Well, I sympathise with her irritation, and dislike, even resent, the SNP’s assumption of superior virtue, a sort of neo-Calvinist belief that they are the “Elect”, but I wouldn’t be taking the train to London or even a bus to Carlisle. This is partly because I am too old to shift, partly because I have a stake in the country (though no property ) and partly because of sheer cussedness. Leaving would seem like accepting that the SNP are Scotland and Scotland is the SNP. But they aren’t and it ain’t.
Yes, the prospect of Independence is unattractive. I am Scottish, nevertheless also British. I’ve argued against independence for years and voted against it in 2014. But then I thought Brexit just as unattractive and, like a majority of Scots, voted against it in 2016.
The Conservative government’s disregard for the clear majority in favour of remaining in the EU has dismayed and angered me. It made Theresa May’s talk of “our precious, precious Union” seem rank hypocrisy, even while I recognized that comparable disregard of the majority in England who voted for Brexit would have been not only politically impossible but wrong.
The question of the EU complicates any argument. In short, it’s a buggery. In 2014, the coalition government in London told Scots that only by voting “No” to Independence could we be sure of remaining in the EU. This argument made sense, for it was far from certain that a breakaway Scotland’s application for EU membership would be accepted. It was likely that Spain, itself threatened by a breakaway Catalonia , would veto it. It is probable that some were persuaded by the argument and voted accordingly.

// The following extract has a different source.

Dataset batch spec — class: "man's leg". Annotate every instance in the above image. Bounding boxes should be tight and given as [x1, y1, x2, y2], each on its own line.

Now the wheel has turned. An independent Scotland seeking to join the EU would no longer be an applicant breaking away from a member state, for the state that was a member in 2014 has itself now broken away. So there would probably be a “welcome” mat in Brussels and the capitals of EU member states.

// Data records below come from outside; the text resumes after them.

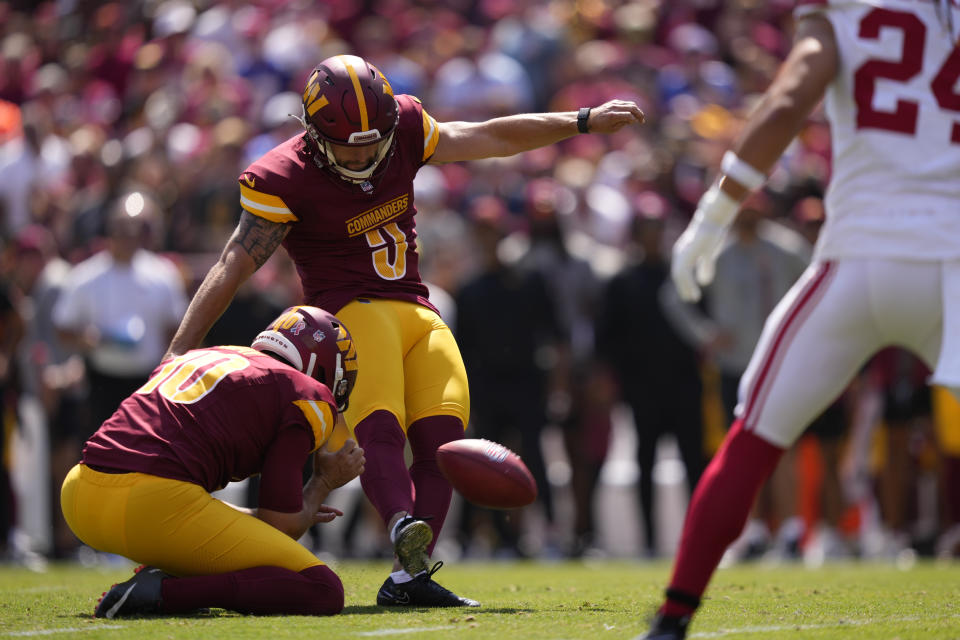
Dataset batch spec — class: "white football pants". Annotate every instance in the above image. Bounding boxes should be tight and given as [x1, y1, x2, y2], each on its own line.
[736, 258, 960, 448]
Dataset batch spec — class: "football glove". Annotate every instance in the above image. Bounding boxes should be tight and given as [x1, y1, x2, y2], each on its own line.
[670, 185, 740, 302]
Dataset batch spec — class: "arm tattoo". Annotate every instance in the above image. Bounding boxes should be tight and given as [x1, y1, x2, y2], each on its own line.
[230, 211, 290, 269]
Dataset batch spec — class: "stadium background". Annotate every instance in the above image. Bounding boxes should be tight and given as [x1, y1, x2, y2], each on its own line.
[0, 0, 956, 568]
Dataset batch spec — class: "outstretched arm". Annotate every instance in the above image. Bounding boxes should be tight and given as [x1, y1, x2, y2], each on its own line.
[164, 211, 290, 360]
[670, 15, 838, 301]
[721, 15, 838, 200]
[430, 100, 643, 164]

But here’s the rub. Scotland in the EU single market and customs union would be out of the UK single market and it follows as ineluctably as night follows day that there would be customs posts on the border between England and Scotland.
Another buggery.
Who, except those on the wilder fringe of Scottish Nationalism, could possibly want this? Even middle of the road Nationalists might be deterred by the prospect.
Nevertheless, it is as certain as anything can be that we will still have a SNP government next week and probable that sometime in the next few years Nicola Sturgeon will move for a referendum which the UK government would be foolish to deny her. Given that four out of ten Scots are probably firm for independence and four out of ten as resolutely opposed to it, the outcome will depend on the other two out of ten who are at present undecided. Reason and sentiment will both play a part in determining how they vote, and the result may go either way.
There’s no call for Unionists to despair, and in any case if we lose most of us will stay put and make the best of things. Why walk away from places and people we love? An independent Scotland would still be a parliamentary democracy, neither an earthly heaven nor hell, but a place were all governments are temporary and all politicians have their sell-by date. Even those who seem dominant in their years in office end up diminished. Some wither, others deflate like pricked balloons. But private life goes on and most of us make the best of it we can, cultivating our garden, caring for our family, friends and work.